14th December 2025 - Third Sunday of Advent

Isaiah 35:1-10

When Isaiah penned his “Rivers In the Desert” poem, Judah was in a bad way—internally Judah was corrupt and externally it was under threat of foreign invasion. But the poet of audacious hope does not despair; instead he proclaims that God will come, and in that day it will be said, “Here is your God!” And what happens when God comes?

Isaiah first paints a picture of a dry and barren desert flourishing, then switches the image from the environment being healed to people being healed. On the day that God comes the blind will see, the deaf will hear, the dumb will speak, and the lame will leap. At the end of the poem Isaiah employs a zoomorphic literary device and speaks of a highway that runs through the now flourishing desert where there will be no beastly tyrants to disturb the peace and safety of the righteous who are traveling to Zion singing their songs of salvation. The healing wrought by the arrival of God is so complete that even sorrow and sighing flee away. Someday it will be said, “Here is your God” and on that day all that is wrong will be set right. But for now, all we can do is wait.

And that’s what Advent is for—learning to wait for God. In our high-tech, high-speed, high-stress age, we’re not very good at waiting—it feels too much like doing nothing. But it’s not doing nothing. As we wait, we slowly become contemplative enough to discern what God is doing. Unless we intentionally cultivate some contemplative slowness in our soul, it doesn’t matter if God acts, because we will most likely miss it. When God entered history definitively in Christ, a lot of people who should have perceived it and rejoiced, missed what God was doing or even resisted it. Quiet contemplatives like Simeon and Anna perceived the arrival of God’s salvation because they had learned how to wait.
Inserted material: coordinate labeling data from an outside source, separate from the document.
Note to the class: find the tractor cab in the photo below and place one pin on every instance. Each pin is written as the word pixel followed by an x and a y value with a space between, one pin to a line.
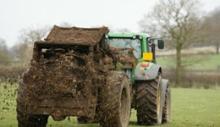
pixel 136 52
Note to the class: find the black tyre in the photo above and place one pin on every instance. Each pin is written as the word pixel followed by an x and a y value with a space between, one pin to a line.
pixel 85 120
pixel 167 107
pixel 24 119
pixel 27 120
pixel 149 102
pixel 115 101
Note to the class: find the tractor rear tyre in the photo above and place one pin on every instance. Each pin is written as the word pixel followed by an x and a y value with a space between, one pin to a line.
pixel 167 107
pixel 27 120
pixel 115 101
pixel 86 120
pixel 149 102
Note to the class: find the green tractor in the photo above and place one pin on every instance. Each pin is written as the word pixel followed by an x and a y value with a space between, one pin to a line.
pixel 95 75
pixel 151 93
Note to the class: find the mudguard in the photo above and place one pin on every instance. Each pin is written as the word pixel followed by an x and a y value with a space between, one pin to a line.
pixel 146 71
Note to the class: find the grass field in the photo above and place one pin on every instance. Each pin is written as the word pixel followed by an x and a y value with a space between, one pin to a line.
pixel 198 62
pixel 190 108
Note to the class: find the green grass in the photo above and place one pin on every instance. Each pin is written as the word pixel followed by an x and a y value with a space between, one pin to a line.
pixel 190 108
pixel 200 62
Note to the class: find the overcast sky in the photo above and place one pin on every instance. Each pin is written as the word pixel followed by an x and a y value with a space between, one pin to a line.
pixel 16 15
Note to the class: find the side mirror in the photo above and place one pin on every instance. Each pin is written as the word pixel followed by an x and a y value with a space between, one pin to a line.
pixel 160 44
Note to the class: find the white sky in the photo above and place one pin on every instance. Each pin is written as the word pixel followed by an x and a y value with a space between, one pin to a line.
pixel 16 15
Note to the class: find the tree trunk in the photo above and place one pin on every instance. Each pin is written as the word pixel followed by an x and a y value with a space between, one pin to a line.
pixel 178 65
pixel 217 48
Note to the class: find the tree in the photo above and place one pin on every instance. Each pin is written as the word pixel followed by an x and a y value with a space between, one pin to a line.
pixel 23 50
pixel 175 20
pixel 4 53
pixel 211 29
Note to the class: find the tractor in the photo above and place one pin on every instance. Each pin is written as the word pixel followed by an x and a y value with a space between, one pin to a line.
pixel 95 75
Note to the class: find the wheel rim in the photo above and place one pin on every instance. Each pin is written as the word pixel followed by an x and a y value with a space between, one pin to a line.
pixel 124 108
pixel 159 107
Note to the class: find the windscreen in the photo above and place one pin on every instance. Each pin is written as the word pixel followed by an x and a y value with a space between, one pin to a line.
pixel 127 43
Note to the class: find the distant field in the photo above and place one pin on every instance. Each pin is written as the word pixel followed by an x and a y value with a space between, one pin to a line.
pixel 190 108
pixel 198 62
The deeper truth is that God is always acting, because God is always loving his creation. The Father, Son, and Holy Spirit are always inviting us into their house of love. But when we are consumed by anger, harried by anxiety, and driven by impatience, we are blind and deaf to what God is actually doing in the present moment. God is always about to act in our life and in our world, but if we want to discern the actions of God we must learn to first wait in quiet contemplation. Advent is a season to keep watch and ponder the stars like the ancient magi, to keep vigil in the fields like the shepherds of Bethlehem. God is always about to act and God is always acting. The question is, can we perceive it? Another poem in Isaiah sums it up well:

Behold, I am about to do a new thing; now it springs forth.
Do you not perceive it?
I will make a way in the wilderness and rivers in the desert.
(Isaiah 43:19)

Let us pray, O God, you are always about to act and bring about a new thing; help us to wait patiently, that we might perceive and welcome what you bring to pass. Amen.